На следующее утро я нашла его на диване гостиной без сознания, а в углу комнаты были незнакомые нам тогда Хэнк и Дублин. Хэнк рассказал нам, что ему приснилась его покойная жена, которая уговаривала его выйти из дома, а несколько часов спустя он в баре наткнулся на пьяного, совсем не соображающего Картера, и он остановил его от поездки домой за рулем автомобиля — от того самого действия, которое украло нашего отца.
Хэнк стал частью нашей семьи, потому что спас нас от потери еще одной ее части.
— Слишком много, — наконец шепчу я.
— Каждый день без них тянется как вечность, не так ли?
В груди у меня что-то сжимается, когда я представляю маму в этот самый момент. Я знаю, что она делает: то же, что и каждый год в этот день. На ней любимый папин свитер, потому что на нем все еще сохранился аромат его одеколона, она сжимает в руках плюшевого мишку, которого он купил ей на ярмарке во время их первого свидания. Она плачет в одиночестве, пока ее сердце вновь не откроется, чтобы впустить туда нас. Позже, сегодня вечером, когда мы будем смотреть старые видеокассеты и вспоминать совместные истории, она будет смеяться и улыбаться, но сначала ей нужно побыть одной, чтобы погоревать.
— Жить без своей второй половинки — это то, с чем не должен сталкиваться никто, — бормочет Хэнк. Он похлопывает меня по руке. — Я знаю, что тебя ждет что-то особенное, Дженни. Любовь превыше всего, вот что понимаешь, когда встречаешь родственную душу. Кто-то появляется в нашей жизни, чтобы смягчить наши острые углы. Кто-то, кто так идеально подходит нам, кто вибрирует с нами на одной частоте, кто заставляет нас сиять. А какого быть вместе? Когда вы вместе, все именно так, как и должно быть.
Я закатываю глаза, смеясь над его обещанием.

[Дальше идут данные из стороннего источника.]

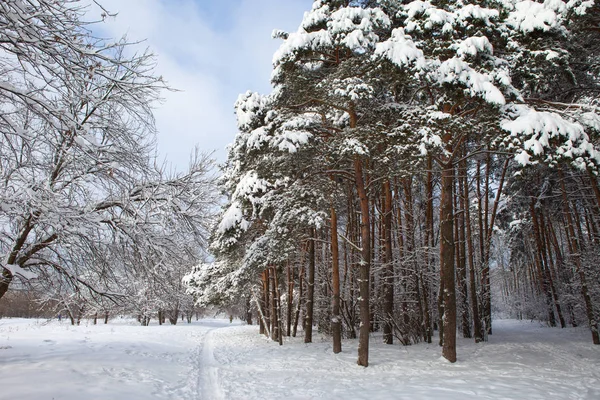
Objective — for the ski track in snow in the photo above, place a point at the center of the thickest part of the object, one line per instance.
(213, 360)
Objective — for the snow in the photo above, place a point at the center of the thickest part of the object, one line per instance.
(537, 129)
(17, 270)
(213, 359)
(401, 50)
(456, 70)
(530, 15)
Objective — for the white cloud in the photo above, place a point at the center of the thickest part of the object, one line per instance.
(210, 54)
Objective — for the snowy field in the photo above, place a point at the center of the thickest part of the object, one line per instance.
(213, 359)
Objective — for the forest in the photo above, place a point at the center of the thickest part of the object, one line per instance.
(418, 168)
(92, 222)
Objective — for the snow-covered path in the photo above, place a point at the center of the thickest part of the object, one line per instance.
(213, 360)
(40, 360)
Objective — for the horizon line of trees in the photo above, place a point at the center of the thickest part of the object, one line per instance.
(417, 166)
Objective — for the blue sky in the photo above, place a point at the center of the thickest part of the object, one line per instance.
(211, 51)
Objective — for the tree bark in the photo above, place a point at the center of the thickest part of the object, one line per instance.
(447, 263)
(365, 265)
(575, 254)
(336, 319)
(310, 293)
(388, 290)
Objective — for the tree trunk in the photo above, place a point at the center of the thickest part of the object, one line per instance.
(447, 263)
(575, 249)
(336, 319)
(299, 305)
(290, 301)
(365, 265)
(310, 293)
(388, 291)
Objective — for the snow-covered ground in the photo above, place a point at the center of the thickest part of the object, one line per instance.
(213, 359)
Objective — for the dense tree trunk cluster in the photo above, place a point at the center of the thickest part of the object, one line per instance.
(389, 174)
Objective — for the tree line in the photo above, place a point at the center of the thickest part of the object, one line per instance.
(91, 220)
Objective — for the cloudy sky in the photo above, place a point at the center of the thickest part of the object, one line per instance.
(211, 50)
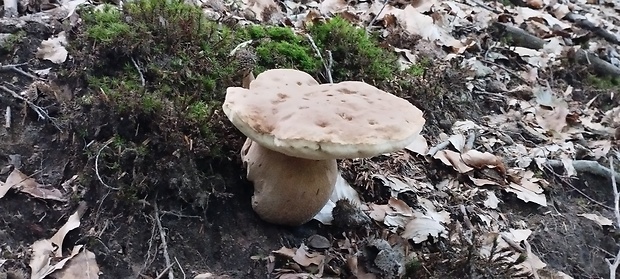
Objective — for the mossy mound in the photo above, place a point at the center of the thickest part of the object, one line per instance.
(155, 73)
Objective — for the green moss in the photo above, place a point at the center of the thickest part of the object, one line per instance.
(106, 25)
(279, 47)
(10, 42)
(159, 58)
(603, 82)
(356, 54)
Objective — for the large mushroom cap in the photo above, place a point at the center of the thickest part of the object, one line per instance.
(282, 78)
(329, 121)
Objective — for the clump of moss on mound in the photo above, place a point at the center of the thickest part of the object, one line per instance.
(155, 75)
(357, 55)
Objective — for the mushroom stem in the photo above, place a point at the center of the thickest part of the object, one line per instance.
(287, 190)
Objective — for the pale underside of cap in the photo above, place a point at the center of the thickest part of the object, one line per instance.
(329, 121)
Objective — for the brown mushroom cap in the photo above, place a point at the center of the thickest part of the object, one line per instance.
(350, 119)
(282, 78)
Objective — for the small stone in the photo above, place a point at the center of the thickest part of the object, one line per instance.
(349, 216)
(318, 242)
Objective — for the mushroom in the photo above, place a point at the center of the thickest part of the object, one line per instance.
(297, 129)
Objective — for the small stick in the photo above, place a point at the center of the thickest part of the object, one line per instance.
(13, 67)
(7, 117)
(97, 167)
(438, 147)
(616, 261)
(39, 110)
(135, 64)
(377, 15)
(318, 52)
(181, 268)
(164, 244)
(469, 145)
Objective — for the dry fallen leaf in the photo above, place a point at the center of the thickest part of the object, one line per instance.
(28, 185)
(527, 195)
(597, 218)
(41, 259)
(53, 49)
(479, 160)
(453, 159)
(82, 266)
(72, 223)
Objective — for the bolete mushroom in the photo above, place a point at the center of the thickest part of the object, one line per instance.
(296, 130)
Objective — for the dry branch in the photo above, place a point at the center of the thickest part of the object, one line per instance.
(519, 37)
(582, 22)
(591, 167)
(41, 112)
(600, 66)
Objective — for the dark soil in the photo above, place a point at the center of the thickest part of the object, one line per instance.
(211, 227)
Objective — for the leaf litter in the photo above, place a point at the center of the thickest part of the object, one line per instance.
(542, 114)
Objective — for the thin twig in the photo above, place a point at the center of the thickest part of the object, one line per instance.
(528, 249)
(469, 145)
(550, 168)
(13, 67)
(41, 112)
(507, 70)
(161, 275)
(438, 147)
(181, 268)
(616, 261)
(372, 22)
(318, 52)
(135, 64)
(97, 167)
(164, 244)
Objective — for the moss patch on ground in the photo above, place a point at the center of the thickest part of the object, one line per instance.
(160, 69)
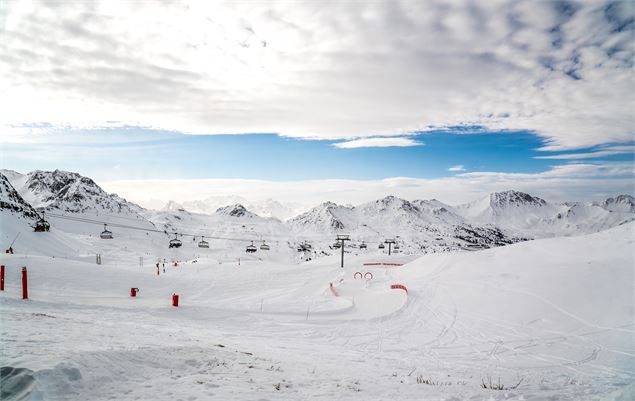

— Я никуда не спешу. Мне нравится быть независимой.
— Ты можешь быть независимой и в то же время разделять жизнь с кем-то. Твой брат не думал, что хочет разделять свою жизнь, а теперь посмотри на него — у него жена с прекрасной душой, скоро родится ребенок, и он самый счастливый мужчина на свете.
— Я знаю, что ты делаешь, старина, но мне не нужен парень, чтобы быть счастливой.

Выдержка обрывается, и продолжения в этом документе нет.